02/11/2015

NMMU recently took a proverbial leap into the future through the benefits of interdisciplinary research as it explores the mysteries of yesteryear.

The recently launched Centre for Coastal Palaeoscience marks a significant step towards understanding evolution via the university’s interdisciplinary approach towards research – in this particular case, the lifestyle and interaction of mankind up to two million years ago.

NMMU’s expanding team of researchers across several disciplines is ideally located to examine the biota of the southern and southeastern coasts of South Africa, which is being increasingly recognised as home to the earliest evidence of the emergence of modern humans.

Leading palaeoscientist Prof Curtis Marean, the guest speaker at the launch, holds the belief that humans have the unique tendency to cooperate with other unrelated humans and form societies and “do amazing things”.

“How this proclivity evolved is a particularly challenging question since it works against standard biological models of natural selection. It’s this, and much more, that we wish to research,” says Prof Marean of the exciting research that the new Centre will tackle.

Prof Marean argued that, for the first time, humans shifted their diet to predictable resources found along the southern and southeastern coastline and began to defend these resources from others.

“To test such hypotheses demands research that cross the social and biological and geological sciences – hence the need for formal cross-disciplinary research centres like this one,” he says.

The Centre will build on the rich legacy of local and international research collaborations, to provide the interdisciplinary insights into what is probably “one of the most important evolutionary theatres globally”.

A major highlight this year has been the publication of a paper entitled “A new research strategy for integrating studies of paleoclimate, paleoenvironment, and paleoanthropology” in the journal Evolutionary Anthropology.

This paper outlines the novel approach that the international research team is using to piece together the history of human evolution in the Cape.

It is a notable example of the extensive collaborative nature of this team: there are 13 authors spanning eight institutions and four continents. The lead author is Prof Marean with NMMU co-authors Botany’s Prof Richard Cowling and Dr Alastair Potts.

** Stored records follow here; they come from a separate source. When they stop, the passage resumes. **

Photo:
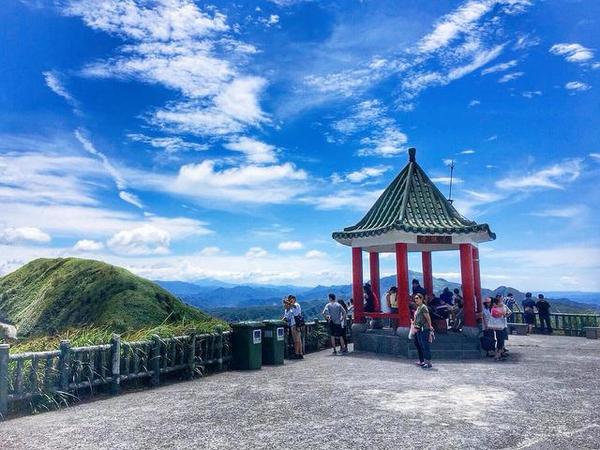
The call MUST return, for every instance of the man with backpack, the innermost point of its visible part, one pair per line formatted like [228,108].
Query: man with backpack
[335,315]
[544,312]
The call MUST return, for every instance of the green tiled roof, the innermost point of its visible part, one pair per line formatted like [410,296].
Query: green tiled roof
[412,203]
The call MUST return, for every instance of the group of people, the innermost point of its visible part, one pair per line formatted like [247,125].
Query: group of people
[426,312]
[336,313]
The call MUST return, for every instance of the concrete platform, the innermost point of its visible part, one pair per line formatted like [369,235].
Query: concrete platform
[545,397]
[445,346]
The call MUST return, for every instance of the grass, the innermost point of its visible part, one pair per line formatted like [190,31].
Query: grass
[94,335]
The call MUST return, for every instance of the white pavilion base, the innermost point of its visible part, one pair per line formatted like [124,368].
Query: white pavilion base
[445,346]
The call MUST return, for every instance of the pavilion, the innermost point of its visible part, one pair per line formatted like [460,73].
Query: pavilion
[412,215]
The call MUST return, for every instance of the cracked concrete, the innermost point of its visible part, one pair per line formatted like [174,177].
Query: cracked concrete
[546,396]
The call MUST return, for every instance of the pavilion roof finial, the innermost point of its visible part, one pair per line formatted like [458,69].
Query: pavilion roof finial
[412,152]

Along with the Centre’s international collaborators, Dr Potts and Prof Cowling have recently published in the journal Quaternary Science Reviews, an outline of how palaeovegetation modelling can provide a powerful tool for understanding human prehistory. Dr Potts also presented a talk earlier this year at the 80th meeting of the Society for American Archaeology, held in San Francisco, on the benefits of using different types of vegetation models for reconstructing palaeo-landscapes.

Additional research includes palaeoclimate modelling of the South Coast (in collaboration with the CSIR) and investigating the human-foraging return rates from the Cape marine and terrestrial resources which was presented at this year’s Paleoanthropology Society meeting held in San Francisco.

Research in collaboration with Arizona State University and the Department of Agriculture, Fisheries and Forestry also entails the foraging return rates along the marine intertidal zone (e.g. limpets, mussels, fish) and the terrestrial resources (e.g. berries, tubers, roots) – in collaboration with Stellenbosch University and Arizona State University.

Photographed above is Deputy Vice-Chancellor Research and Engagement Prof Andrew Leitch (from left), guest speaker and leading palaeoscientist Prof Curtis Marean, Deputy Vice-Chancellor Institutional Support Dr Sibongile Muthwa  and acting Dean of Science Prof Cedric McCleland at the launch of the Centre for Coastal Palaeoscience.